Hayatin icinde cok seyler oluyor, ancak cok azini

yansitabiliyorum. Bugun Odtu dolmusundayken exchange olduklarini tahmin ettigim Alman iki ogrenci gordum. Buraya gelmis olmalari hosuma gitti, ozellikle Avrupa'daki yogun irkciliktan siyrilip bilhassa bu kulturu merak etmeleri guzel seydi. Geldikten sonra cool Odtulu ogrencileri de eminim algilarinda buyuk gelismeler saglamistir ki bu gelisleri toptan hayirli bir ise donmustur.

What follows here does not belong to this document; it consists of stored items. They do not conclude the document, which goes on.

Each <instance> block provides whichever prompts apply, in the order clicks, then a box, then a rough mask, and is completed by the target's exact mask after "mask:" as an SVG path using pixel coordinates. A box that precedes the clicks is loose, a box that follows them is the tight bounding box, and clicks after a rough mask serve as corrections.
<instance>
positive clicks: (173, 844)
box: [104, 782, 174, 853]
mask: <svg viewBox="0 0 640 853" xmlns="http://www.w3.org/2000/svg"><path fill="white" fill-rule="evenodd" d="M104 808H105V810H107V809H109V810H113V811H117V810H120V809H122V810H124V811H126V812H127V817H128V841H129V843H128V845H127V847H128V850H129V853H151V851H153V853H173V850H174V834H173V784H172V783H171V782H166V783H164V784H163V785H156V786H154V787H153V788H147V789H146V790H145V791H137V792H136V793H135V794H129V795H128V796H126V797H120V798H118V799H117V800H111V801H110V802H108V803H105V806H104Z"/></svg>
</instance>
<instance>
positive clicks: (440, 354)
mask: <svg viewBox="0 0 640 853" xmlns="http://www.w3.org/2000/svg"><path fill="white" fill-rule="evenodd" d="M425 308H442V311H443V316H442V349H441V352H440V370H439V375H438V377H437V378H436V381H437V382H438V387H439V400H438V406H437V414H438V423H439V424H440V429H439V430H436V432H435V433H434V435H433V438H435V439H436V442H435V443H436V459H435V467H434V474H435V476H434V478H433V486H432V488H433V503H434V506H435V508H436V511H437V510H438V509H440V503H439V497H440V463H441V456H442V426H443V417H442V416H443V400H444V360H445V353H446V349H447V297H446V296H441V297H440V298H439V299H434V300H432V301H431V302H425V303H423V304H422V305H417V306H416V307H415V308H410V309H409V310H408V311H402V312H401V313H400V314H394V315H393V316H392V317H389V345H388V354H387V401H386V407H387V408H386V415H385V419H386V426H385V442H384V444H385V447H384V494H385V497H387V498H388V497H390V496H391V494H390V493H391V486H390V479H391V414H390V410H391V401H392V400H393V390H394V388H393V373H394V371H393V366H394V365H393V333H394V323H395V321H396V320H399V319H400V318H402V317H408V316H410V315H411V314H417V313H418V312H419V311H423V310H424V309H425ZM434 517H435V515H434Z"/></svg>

Ardindan, The Grand Budapest Hotel' i seyretmek uzre arkadasimla sinemeya gittik. Bu filmi gunlerdir seyredebilmek icin firsat kolluyordum, sonunda muradima erebildim, fakat umutla beklenen guzel birseyin daha tuketilmesi umudu azaltan birsey ki o acidan bir burukluk var icimde. Filmi izlerken yonetmenin Providence'dayken izledigim onceki filmi aklima geldi. O gunleri hatirladim ve cok yogun bir ozlem basti. Uc gun sonra ozledigim topraklarda olacagim, ancak bunu dusundukce bile aglamak istiyorum. Gitmenin umudundan ote dondugumde bir guzel seyin daha gecmis olacak olusunun umutsuzlugu mu sarsacak hassas dengemi! Burda guclu olabilmek icin cok caba gosteriyorum, belki o yuzden onumuzdeki haftayi dusundukce aglamakli oluyorum. Ne oldugunu ancak oralarda idrak ettigim ozgurlugu geride birakip gelmis oldugum ve deger yargilarini paylasmadigim ulkenin cirkin gariban sehirlerinde cok yoruluyorum! Ayrica bugun annemin yasgunu. Ondan gelecek yil yasgununu amerika'da kutlamamiz icin dua etmesini istedim. Biliyorsunuz ben pek dua edemiyorum.